16. The answer to the question above depends on \(\sigma_1\) and \(\sigma_2\), which we don’t know. We learned that we can estimate these with the sample standard deviation. Write code that computes these two estimates.

17. What does the CLT tell us about the distribution of \(\bar{Y}_2 - \bar{Y}_1\)?

Nothing because this is not the average of a sample.
Because the \(Y_{ij}\) are approximately normal, so are the averages.
Note that \(\bar{Y}_2\) and \(\bar{Y}_1\) are sample averages, so if we assume \(N_2\) and \(N_1\) are large enough, each is approximately normal. The difference of normally distributed variables is also normally distributed.
The data are not 0 or 1, so CLT does not apply.

18. We have constructed a random variable that has expected value \(b_2 - b_1\), the pollster bias difference.
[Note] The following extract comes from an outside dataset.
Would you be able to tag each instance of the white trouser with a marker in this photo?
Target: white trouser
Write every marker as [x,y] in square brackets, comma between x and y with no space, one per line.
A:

If our model holds, then this random variable has an approximately normal distribution and we know its standard error. The standard error depends on \(\sigma_1\) and \(\sigma_2\), but we can plug the sample standard deviations we computed above. We started off by asking: is \(b_2 - b_1\) different from 0? Use all the information we have learned above to construct a 95% confidence interval for the difference \(b_2\) and \(b_1\).

19. The confidence interval tells us there is relatively strong pollster effect resulting in a difference of about 5%. Random variability does not seem to explain it. We can compute a p-value to relay the fact that chance does not explain it. What is the p-value?

20. The statistic formed by dividing our estimate of \(b_2-b_1\) by its estimated standard error:

\[ \frac{\bar{Y}_2 - \bar{Y}_1}{\sqrt{s_2^2/N_2 + s_1^2/N_1}} \]

is the t-statistic. Now notice that we have more than two pollsters. We can also test for pollster effect using all pollsters, not just two. The idea is to compare the variability across polls to variability within polls.

For this exercise, create a new table:

polls <- polls_us_election_2016 |> 
  filter(enddate >= "2016-10-15" &
           state == "U.S.") |>
  group_by(pollster) |>
  filter(n() >= 5) |> 
  mutate(spread = rawpoll_clinton/100 - rawpoll_trump/100) |>
  ungroup()

Compute the average and standard deviation for each pollster and examine the variability across the averages and how it compares to the variability within the pollsters, summarized by the standard deviation.